This document specifies a design for overriding annotation-based protocol selection in HTTPProxy.

Goals

Allow for the HTTPProxy to encode all of the additional configuration needed to program Envoy beyond what's provided in a vanilla K8s Service.

Non Goals

  • Deprecation of existing annotation-based mechanisms

Background

Today, Contour requires K8s Services to be annotated with additional protocol metadata encoded in annotations to use more than http1. This presents a problem for controllers looking to emit HTTPProxy resources which don't own the K8s services being targeted because it involves manipulating resources they don't control.
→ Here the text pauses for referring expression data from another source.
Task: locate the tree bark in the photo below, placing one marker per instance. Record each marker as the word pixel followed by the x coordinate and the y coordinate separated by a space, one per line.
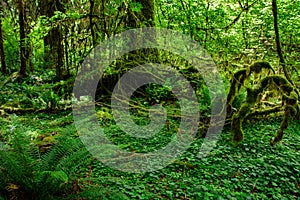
pixel 22 38
pixel 2 52
pixel 278 46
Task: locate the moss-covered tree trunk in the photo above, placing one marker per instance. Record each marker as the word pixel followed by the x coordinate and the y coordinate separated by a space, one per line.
pixel 2 53
pixel 22 38
pixel 53 42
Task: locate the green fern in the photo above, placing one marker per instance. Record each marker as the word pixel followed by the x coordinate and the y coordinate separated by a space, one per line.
pixel 26 174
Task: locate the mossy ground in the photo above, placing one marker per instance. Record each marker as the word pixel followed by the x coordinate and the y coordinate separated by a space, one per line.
pixel 251 170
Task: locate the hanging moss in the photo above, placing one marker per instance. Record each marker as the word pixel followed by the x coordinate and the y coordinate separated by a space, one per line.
pixel 238 118
pixel 289 99
pixel 259 66
pixel 240 77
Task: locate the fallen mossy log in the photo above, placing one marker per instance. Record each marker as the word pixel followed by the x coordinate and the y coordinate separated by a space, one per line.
pixel 239 79
pixel 290 106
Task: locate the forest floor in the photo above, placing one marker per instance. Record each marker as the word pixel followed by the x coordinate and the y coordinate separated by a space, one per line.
pixel 251 170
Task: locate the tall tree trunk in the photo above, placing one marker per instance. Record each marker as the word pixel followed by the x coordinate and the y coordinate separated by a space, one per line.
pixel 22 38
pixel 53 42
pixel 278 46
pixel 92 4
pixel 2 52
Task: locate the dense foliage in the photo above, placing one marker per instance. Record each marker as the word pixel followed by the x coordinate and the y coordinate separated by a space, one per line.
pixel 256 47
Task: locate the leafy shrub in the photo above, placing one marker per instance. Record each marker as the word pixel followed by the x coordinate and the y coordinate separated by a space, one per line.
pixel 25 173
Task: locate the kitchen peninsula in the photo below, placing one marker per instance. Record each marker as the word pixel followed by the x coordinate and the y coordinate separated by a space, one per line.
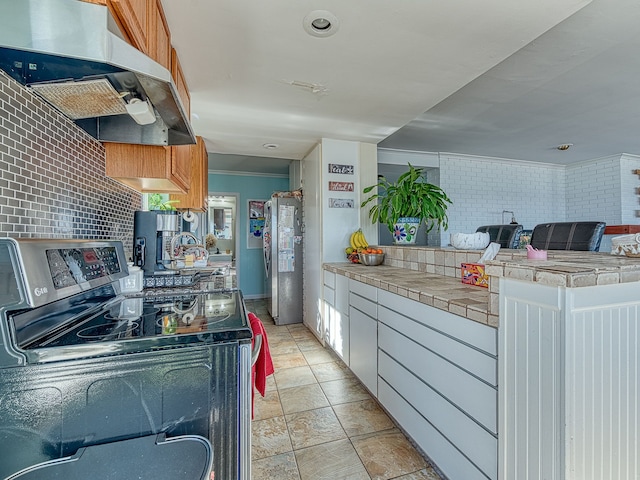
pixel 533 377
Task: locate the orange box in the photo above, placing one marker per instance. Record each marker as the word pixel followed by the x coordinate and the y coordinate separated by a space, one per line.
pixel 474 274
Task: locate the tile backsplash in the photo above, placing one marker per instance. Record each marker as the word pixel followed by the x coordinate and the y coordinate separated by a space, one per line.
pixel 52 176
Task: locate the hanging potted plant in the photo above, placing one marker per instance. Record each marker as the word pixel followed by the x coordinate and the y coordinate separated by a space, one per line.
pixel 403 205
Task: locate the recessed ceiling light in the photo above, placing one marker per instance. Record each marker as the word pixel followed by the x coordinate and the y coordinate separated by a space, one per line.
pixel 320 23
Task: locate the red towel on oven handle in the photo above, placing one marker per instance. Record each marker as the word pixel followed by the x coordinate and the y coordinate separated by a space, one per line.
pixel 264 364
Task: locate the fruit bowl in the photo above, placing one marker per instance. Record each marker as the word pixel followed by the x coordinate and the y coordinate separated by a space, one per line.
pixel 371 259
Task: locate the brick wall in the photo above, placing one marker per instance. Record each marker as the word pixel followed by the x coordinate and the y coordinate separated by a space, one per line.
pixel 52 182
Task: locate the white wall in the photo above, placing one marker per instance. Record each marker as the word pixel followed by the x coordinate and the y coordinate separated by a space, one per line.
pixel 629 184
pixel 327 229
pixel 594 190
pixel 481 188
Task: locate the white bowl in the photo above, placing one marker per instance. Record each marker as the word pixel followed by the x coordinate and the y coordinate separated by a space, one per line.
pixel 470 241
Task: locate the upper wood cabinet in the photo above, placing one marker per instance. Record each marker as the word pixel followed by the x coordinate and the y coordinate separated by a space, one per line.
pixel 136 21
pixel 196 199
pixel 148 168
pixel 160 40
pixel 181 83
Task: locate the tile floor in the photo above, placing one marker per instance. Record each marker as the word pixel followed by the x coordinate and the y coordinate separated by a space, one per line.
pixel 317 421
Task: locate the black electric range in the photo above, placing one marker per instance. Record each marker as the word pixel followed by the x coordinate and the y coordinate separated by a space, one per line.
pixel 85 368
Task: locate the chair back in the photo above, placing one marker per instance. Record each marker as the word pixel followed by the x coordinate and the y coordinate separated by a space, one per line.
pixel 508 236
pixel 580 236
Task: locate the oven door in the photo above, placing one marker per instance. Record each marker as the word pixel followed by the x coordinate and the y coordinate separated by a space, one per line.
pixel 146 458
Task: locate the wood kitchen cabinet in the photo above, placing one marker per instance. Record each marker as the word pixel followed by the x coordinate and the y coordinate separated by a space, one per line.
pixel 181 83
pixel 149 168
pixel 196 199
pixel 136 20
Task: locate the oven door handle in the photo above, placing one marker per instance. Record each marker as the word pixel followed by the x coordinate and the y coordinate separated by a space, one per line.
pixel 257 345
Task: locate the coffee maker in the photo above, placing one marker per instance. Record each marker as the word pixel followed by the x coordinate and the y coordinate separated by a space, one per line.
pixel 152 234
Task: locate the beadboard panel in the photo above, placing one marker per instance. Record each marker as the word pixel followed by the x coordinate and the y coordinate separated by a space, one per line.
pixel 569 373
pixel 530 394
pixel 603 381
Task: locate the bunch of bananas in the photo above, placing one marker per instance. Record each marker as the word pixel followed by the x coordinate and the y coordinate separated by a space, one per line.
pixel 357 241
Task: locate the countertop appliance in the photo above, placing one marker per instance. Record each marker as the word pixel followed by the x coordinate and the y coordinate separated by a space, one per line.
pixel 152 234
pixel 86 372
pixel 282 248
pixel 72 54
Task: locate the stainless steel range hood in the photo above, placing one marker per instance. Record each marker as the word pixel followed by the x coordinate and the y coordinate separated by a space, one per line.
pixel 71 54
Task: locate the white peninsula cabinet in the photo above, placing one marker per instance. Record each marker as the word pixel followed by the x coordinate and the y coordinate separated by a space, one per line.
pixel 437 376
pixel 433 371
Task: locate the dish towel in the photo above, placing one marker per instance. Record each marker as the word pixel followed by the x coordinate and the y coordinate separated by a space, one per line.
pixel 264 364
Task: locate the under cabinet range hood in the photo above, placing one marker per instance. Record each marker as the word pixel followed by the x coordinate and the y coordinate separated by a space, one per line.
pixel 71 54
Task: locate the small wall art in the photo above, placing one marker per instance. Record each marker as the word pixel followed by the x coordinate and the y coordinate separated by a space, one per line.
pixel 341 186
pixel 341 169
pixel 340 203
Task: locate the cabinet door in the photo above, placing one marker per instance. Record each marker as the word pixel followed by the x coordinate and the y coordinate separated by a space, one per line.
pixel 181 165
pixel 181 83
pixel 363 351
pixel 160 38
pixel 342 327
pixel 196 199
pixel 134 18
pixel 145 168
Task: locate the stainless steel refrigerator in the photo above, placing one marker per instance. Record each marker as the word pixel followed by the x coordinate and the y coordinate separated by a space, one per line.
pixel 282 246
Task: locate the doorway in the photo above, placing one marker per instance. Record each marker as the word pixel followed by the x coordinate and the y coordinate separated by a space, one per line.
pixel 222 221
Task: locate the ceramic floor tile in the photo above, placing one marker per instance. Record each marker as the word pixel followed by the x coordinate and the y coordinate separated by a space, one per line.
pixel 388 455
pixel 280 467
pixel 288 361
pixel 319 355
pixel 268 406
pixel 331 461
pixel 344 390
pixel 294 377
pixel 314 427
pixel 271 383
pixel 305 397
pixel 425 474
pixel 308 344
pixel 317 432
pixel 359 418
pixel 269 437
pixel 336 370
pixel 283 347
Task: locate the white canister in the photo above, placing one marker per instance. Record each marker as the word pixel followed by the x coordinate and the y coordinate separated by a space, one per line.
pixel 134 281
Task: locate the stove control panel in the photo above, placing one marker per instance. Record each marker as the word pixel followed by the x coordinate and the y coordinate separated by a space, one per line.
pixel 73 266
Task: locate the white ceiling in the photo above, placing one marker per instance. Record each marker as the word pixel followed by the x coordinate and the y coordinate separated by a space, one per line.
pixel 464 77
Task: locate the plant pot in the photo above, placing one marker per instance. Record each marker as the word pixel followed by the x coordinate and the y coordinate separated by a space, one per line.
pixel 405 230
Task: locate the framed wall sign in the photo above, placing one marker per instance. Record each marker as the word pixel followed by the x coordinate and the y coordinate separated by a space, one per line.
pixel 256 223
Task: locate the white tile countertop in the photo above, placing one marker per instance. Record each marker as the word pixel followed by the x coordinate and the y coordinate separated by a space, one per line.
pixel 432 275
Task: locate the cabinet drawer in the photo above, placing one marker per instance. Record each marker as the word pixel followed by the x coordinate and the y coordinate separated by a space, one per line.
pixel 454 385
pixel 364 305
pixel 474 361
pixel 440 449
pixel 364 290
pixel 329 278
pixel 329 296
pixel 473 333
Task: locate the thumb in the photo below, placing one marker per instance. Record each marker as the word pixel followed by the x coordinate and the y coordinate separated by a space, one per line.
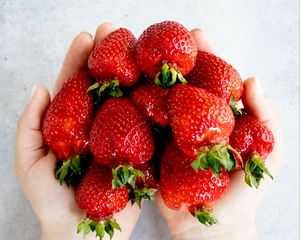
pixel 29 141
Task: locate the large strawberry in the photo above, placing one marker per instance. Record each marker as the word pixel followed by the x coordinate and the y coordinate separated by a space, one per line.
pixel 121 136
pixel 201 124
pixel 112 62
pixel 254 142
pixel 152 100
pixel 217 76
pixel 95 196
pixel 166 51
pixel 67 123
pixel 184 189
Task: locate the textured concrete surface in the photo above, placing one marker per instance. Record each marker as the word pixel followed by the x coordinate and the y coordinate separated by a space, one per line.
pixel 258 37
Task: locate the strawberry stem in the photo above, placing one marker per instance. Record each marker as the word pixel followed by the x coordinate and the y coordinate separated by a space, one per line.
pixel 140 194
pixel 125 175
pixel 68 170
pixel 205 217
pixel 99 227
pixel 168 76
pixel 254 169
pixel 216 157
pixel 108 89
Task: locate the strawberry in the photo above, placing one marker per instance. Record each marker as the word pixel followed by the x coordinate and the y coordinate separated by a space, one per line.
pixel 151 100
pixel 184 189
pixel 146 185
pixel 216 76
pixel 201 124
pixel 166 51
pixel 95 196
pixel 67 122
pixel 112 62
pixel 120 135
pixel 254 142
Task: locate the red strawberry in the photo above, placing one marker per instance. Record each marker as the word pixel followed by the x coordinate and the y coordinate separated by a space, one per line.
pixel 184 189
pixel 254 142
pixel 95 196
pixel 166 48
pixel 151 100
pixel 67 122
pixel 120 135
pixel 112 61
pixel 218 77
pixel 201 124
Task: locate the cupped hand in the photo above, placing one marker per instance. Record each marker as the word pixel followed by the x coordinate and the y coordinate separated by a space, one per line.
pixel 54 204
pixel 236 211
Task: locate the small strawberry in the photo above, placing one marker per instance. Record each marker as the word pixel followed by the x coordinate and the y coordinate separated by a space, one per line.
pixel 66 125
pixel 253 141
pixel 184 189
pixel 95 196
pixel 121 135
pixel 112 63
pixel 166 51
pixel 151 100
pixel 217 76
pixel 201 124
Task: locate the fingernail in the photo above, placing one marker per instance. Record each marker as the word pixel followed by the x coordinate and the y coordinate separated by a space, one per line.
pixel 87 33
pixel 33 90
pixel 259 87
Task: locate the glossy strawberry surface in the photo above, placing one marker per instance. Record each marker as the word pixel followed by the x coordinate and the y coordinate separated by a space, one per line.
pixel 198 118
pixel 95 196
pixel 217 76
pixel 182 188
pixel 166 42
pixel 151 100
pixel 251 137
pixel 113 59
pixel 120 134
pixel 68 118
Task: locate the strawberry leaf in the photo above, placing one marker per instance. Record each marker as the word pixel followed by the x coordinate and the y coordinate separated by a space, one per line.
pixel 205 217
pixel 255 169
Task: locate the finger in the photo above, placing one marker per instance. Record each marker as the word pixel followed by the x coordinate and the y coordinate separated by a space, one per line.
pixel 203 44
pixel 103 30
pixel 75 59
pixel 29 141
pixel 257 104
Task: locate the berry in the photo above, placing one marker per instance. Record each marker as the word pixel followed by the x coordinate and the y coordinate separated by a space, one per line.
pixel 166 49
pixel 254 142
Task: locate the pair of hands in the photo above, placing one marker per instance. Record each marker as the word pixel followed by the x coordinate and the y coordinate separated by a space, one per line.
pixel 55 205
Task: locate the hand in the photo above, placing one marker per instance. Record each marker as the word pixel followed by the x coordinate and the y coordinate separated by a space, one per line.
pixel 55 205
pixel 236 211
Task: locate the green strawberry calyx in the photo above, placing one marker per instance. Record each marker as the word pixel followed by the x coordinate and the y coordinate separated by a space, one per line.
pixel 125 175
pixel 205 216
pixel 108 89
pixel 99 227
pixel 237 112
pixel 216 157
pixel 69 170
pixel 168 76
pixel 137 195
pixel 254 170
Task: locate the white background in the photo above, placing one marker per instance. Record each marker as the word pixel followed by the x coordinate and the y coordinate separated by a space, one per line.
pixel 258 37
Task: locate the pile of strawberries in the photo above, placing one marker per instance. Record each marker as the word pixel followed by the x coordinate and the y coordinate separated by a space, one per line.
pixel 148 115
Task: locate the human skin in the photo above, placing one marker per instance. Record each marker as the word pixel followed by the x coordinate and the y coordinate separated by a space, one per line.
pixel 55 205
pixel 236 211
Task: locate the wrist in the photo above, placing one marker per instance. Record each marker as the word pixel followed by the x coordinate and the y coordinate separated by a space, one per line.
pixel 245 231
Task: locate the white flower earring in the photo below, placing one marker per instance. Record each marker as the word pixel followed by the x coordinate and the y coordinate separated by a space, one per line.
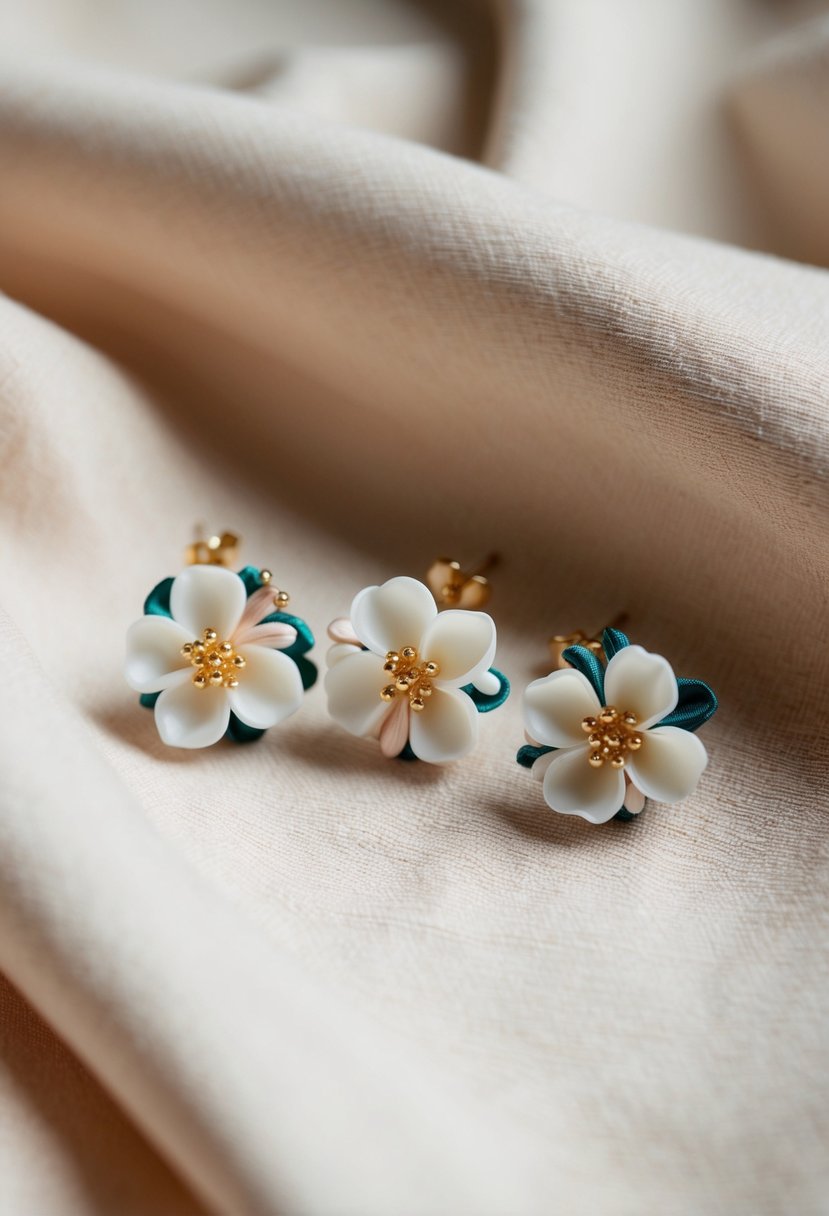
pixel 215 652
pixel 612 727
pixel 410 676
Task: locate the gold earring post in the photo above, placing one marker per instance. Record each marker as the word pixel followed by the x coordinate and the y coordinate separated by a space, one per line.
pixel 559 642
pixel 218 550
pixel 455 587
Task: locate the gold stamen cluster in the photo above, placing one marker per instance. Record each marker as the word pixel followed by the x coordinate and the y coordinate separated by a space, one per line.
pixel 216 663
pixel 612 737
pixel 410 676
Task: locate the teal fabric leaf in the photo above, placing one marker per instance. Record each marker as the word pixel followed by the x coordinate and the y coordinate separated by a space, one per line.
pixel 484 703
pixel 240 732
pixel 251 578
pixel 613 641
pixel 584 660
pixel 695 705
pixel 158 601
pixel 304 636
pixel 528 755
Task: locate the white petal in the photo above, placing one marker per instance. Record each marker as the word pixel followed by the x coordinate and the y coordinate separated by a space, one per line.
pixel 208 597
pixel 187 716
pixel 541 765
pixel 270 687
pixel 446 728
pixel 275 635
pixel 633 799
pixel 573 787
pixel 153 653
pixel 641 681
pixel 669 765
pixel 554 707
pixel 462 643
pixel 354 688
pixel 340 630
pixel 394 730
pixel 393 615
pixel 340 651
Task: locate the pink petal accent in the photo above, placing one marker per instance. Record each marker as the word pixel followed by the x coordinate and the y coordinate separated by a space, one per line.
pixel 274 634
pixel 259 604
pixel 394 731
pixel 340 631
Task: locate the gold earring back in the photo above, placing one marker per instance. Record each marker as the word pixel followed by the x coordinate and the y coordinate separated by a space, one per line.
pixel 456 587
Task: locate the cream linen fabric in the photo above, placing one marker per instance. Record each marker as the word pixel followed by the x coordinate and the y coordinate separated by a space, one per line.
pixel 294 977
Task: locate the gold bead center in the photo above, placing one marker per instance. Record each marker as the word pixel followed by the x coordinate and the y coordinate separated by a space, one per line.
pixel 216 663
pixel 412 677
pixel 612 737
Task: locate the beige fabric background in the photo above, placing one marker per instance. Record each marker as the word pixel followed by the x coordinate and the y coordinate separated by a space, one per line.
pixel 543 307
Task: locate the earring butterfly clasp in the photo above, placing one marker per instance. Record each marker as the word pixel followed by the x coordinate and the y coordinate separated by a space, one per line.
pixel 455 587
pixel 219 550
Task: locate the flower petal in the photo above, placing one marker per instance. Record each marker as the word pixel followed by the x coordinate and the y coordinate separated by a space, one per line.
pixel 556 705
pixel 153 653
pixel 340 651
pixel 354 687
pixel 462 643
pixel 276 634
pixel 340 630
pixel 573 787
pixel 393 615
pixel 641 681
pixel 187 716
pixel 669 765
pixel 258 606
pixel 269 690
pixel 633 799
pixel 394 730
pixel 208 597
pixel 446 728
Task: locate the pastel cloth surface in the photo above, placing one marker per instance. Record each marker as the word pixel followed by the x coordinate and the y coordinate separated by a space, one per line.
pixel 547 310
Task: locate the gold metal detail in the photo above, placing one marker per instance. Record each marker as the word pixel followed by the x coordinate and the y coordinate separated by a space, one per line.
pixel 410 676
pixel 454 587
pixel 216 663
pixel 612 737
pixel 559 642
pixel 214 550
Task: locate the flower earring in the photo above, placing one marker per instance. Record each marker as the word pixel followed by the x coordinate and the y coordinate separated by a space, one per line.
pixel 410 676
pixel 216 653
pixel 612 727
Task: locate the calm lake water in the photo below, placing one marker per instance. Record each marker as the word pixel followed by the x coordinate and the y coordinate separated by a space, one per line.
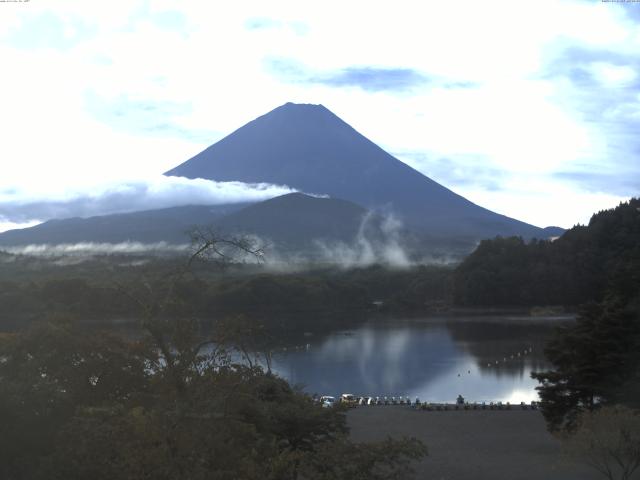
pixel 435 359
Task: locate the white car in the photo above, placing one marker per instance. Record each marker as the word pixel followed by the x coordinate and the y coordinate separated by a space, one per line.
pixel 327 401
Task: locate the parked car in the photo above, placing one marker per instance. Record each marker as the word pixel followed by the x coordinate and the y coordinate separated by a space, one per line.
pixel 327 401
pixel 348 399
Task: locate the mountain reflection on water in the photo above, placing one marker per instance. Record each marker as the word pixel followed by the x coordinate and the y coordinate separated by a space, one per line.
pixel 483 359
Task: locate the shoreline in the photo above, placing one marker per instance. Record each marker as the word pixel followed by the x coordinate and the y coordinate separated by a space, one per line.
pixel 473 444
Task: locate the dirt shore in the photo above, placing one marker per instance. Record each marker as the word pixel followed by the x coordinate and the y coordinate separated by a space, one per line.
pixel 473 444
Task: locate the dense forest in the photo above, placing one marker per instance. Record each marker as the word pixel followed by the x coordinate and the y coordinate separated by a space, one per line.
pixel 95 291
pixel 77 402
pixel 580 266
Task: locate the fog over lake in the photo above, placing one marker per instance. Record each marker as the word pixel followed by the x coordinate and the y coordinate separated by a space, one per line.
pixel 435 359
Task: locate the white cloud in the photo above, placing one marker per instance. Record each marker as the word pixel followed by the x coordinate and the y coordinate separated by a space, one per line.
pixel 494 100
pixel 24 205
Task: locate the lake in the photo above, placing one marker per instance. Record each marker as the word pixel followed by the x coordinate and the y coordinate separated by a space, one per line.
pixel 482 358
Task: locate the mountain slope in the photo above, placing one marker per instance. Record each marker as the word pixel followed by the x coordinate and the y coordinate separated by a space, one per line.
pixel 296 218
pixel 309 148
pixel 292 220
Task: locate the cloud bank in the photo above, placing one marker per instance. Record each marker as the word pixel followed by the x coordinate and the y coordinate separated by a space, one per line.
pixel 24 205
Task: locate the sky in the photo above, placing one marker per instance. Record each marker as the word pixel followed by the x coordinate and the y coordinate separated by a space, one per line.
pixel 528 108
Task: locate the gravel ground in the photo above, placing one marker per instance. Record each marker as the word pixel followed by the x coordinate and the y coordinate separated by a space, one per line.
pixel 473 444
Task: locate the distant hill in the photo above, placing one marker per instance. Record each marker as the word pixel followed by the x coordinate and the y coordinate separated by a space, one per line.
pixel 293 220
pixel 309 148
pixel 585 264
pixel 167 224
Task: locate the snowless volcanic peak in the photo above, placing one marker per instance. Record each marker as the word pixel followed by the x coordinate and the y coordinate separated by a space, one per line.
pixel 309 148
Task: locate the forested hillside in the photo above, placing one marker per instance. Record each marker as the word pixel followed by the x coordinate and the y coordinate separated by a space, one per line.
pixel 579 266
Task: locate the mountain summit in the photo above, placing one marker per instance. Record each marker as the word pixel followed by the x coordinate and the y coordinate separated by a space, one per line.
pixel 309 148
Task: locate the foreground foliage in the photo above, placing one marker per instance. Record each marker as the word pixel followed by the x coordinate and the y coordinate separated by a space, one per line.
pixel 76 405
pixel 608 440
The motivating issue (https://github.com/projectcontour/contour/issues/1962) also calls out the use of annotations as somewhat anithetical to some of the underlying motivations for HTTPProxy in the first place!

High-Level Design

Add a single new field to Service that encodes the protocol data that must currently be extracted from the annotation projectcontour.io/upstream-protocol.{protocol}. From #1962:

yaml
spec:
  virtualhost:
    fqdn: dashboard.kubernetes.com
    tls:
      secretName: kubernetes-dashboard-tls
  routes:
    - conditions:
      - prefix: /
      services:
        - name: kubernetes-dashboard
          protocol: https # <--- NEW FIELD
          port: 443

Detailed Design

At creation the dag.Cluster will incorporate either the specified protocol, or fallback on the protocol of the referenced service, then the protocol selection logic in envoy.Cluster can simply key off of the Protocol field of the dag.Cluster instead of c.Upstream.Protocol.

Alternatives Considered

Require downstream consumers to annotate K8s Services with Contour annotations (and every other provider they might integrate with).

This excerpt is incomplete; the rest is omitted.